Automatische oder verschuldensabhängige Haftung?

Bei der Haftung muss man unterscheiden, wer wofür haften soll. Analysiert man die Haftungsfrage sachlich, kommt man zu ganz unaufgeregten Schlüssen:

  • Die E-ID-Nutzerin haftet im obigen Beispiel Verkehrsunfall durch alkoholisierte Jugendliche nur für eigenes Fehlverhalten. Grundsätzlich hat die Kollegin, die tatsächlich Fahrrad gefahren ist, den Schaden verursacht und ist deswegen auch jene, die haften muss. Die Haftung der E-ID-Nutzerin wegen Sorgfaltspflichtverletzung (Verletzung von Art. 12 Abs. 1 BGEID) wäre extrem weit weg vom Schaden. Näher dran, aber immer noch weit weg, wäre der Umstand, dass die E-ID-Nutzerin wissentlich beim Online-Einkauf von Alkohol falsche Angaben gemacht hat. Juristisch heisst dies abschliessend: Man kann zwar die Nutzung der E-ID nicht wegdenken, ohne dass der Unfall entfiele (natürliche Kausalität), aber die entsprechende Nutzung der E-ID führt nach der allgemeinen Lebenserfahrung und dem gewöhnlichen Lauf der Dinge nicht zu einen Lackschaden an einem Auto (keine adäquate Kausalität).
  • Die Analyse ist beim Missbrauch von Angaben Dritter zum Abschluss eines Handy-Abonnements ähnlich. Die E-ID-Nutzerin ist nicht verantwortlich für schädigende Aktionen, die ein Dritter mit Verwendung des Handy-Abonnements koordiniert (siehe oben).
  • Ein Szenario, in welchem die E-ID-Nutzerin hingegen haften würde, wäre wie folgt: Sie lässt alle Geräte, welche für den Zugang zum E-Banking nötig sind völlig ungesichert und alle Passwörter auf einen Zettel notiert im Tram liegen. Nachdem sie den Verlust bemerkt, wartet sie noch 3 Tage, um diesen der Bank zu melden. In der Zwischenzeit loggt sich jemand ein und tätigt Überweisungen. Die Bank würde eine Haftung ablehnen, da das Eigenverschulden der E-ID-Nutzerin (Sorgfaltspflichtverletzung i.S.v. Art. 12 Abs. 1 BGEID) hier im Vordergrund steht.

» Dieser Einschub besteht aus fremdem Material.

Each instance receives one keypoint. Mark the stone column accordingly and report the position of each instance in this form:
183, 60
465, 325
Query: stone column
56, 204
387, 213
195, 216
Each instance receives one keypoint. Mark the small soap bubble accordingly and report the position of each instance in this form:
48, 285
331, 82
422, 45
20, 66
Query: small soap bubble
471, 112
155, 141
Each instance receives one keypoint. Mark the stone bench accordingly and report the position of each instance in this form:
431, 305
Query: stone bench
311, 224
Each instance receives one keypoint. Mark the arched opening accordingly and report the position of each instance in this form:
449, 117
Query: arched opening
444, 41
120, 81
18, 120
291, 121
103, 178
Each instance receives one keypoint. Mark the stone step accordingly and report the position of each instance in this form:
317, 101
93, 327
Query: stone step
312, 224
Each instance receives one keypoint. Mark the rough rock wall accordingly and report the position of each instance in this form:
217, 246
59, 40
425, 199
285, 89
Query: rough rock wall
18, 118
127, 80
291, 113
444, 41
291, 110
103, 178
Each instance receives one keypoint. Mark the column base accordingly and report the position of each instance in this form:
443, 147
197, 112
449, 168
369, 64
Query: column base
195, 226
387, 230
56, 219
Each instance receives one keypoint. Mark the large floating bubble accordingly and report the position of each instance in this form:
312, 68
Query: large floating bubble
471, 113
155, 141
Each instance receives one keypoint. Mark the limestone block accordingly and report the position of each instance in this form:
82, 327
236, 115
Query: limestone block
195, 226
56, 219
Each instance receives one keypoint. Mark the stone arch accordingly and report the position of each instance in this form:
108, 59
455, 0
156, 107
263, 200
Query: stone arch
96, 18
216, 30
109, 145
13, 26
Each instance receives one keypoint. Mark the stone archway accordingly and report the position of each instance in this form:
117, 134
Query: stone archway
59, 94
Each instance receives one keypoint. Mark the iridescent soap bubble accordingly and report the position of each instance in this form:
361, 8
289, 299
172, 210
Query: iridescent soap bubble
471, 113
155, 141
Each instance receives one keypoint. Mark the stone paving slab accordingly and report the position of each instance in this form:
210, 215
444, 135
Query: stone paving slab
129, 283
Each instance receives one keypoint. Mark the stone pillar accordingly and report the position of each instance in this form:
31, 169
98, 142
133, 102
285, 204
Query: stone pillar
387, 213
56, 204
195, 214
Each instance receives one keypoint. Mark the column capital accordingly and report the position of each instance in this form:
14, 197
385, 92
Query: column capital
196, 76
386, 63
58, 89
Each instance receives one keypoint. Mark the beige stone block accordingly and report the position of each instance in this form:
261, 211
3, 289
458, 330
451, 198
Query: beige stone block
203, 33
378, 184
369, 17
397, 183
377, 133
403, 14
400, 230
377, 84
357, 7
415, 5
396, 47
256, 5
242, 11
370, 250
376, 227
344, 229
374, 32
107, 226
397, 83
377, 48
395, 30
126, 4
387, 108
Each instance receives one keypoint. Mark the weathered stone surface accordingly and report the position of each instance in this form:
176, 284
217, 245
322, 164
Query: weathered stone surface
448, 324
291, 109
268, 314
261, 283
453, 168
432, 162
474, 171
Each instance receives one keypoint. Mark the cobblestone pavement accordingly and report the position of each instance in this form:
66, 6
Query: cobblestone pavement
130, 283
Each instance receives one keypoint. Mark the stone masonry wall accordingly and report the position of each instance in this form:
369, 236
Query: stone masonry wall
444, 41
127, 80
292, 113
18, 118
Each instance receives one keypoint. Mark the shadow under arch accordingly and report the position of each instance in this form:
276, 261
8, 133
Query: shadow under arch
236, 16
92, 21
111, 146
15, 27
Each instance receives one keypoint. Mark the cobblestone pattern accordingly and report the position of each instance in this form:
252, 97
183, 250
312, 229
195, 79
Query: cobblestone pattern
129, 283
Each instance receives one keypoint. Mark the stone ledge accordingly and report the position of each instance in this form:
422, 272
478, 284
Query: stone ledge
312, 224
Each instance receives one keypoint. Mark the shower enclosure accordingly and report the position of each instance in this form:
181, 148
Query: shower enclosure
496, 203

Auch beim BGEID gilt folglich: Es haftet, wer den Schaden verschuldet hat. Eine automatische Haftung der E-ID-Nutzerin besteht nicht.

Keine Beweislastumkehr

Die BGEID-Gegner sehen in der Regelung von Art. 32 Abs. 1 BGEID eine Beweislastumkehr. Dies würde bedeuten, dass die E-ID-Nutzerin immer haften würde, solange sie nicht das Gegenteil beweisen könnte.

Eine solche Beweislastumkehr kann man im BGEID aber nicht erkennen. Es muss unter dem BGEID nach der üblichen Formel i.S.v. Art. 8 ZGB stets derjenige sämtliche Tatsachen beweisen, der aus ihnen Rechte ableiten will:

  • Wenn ein Merchant beispielsweise fordert, dass die E-ID-Nutzerin für einen Schaden aufkommen soll, den er erlitten hat, dann muss er – neben all den oben genannten Voraussetzungen – zusätzlich beweisen, dass die E-ID-Nutzerin unsorgfältig mit ihrer E-ID umgegangen ist und diese Unsorgfalt für den Schaden ursächlich sei.
  • Mit den Klärungen in der Botschaft hat die E-ID-Nutzerin gegenüber den anderen Teilnehmern aber gerade den Vorteil, dass sie von Anfang weiss, wie sie ihre Sorgfaltspflichten erfüllen kann.

Was bleibt?

Es bleibt abschliessend v.a. eine Frage: Wo ist jetzt also genau das Problem von Art. 32 Abs. 1 BGEID?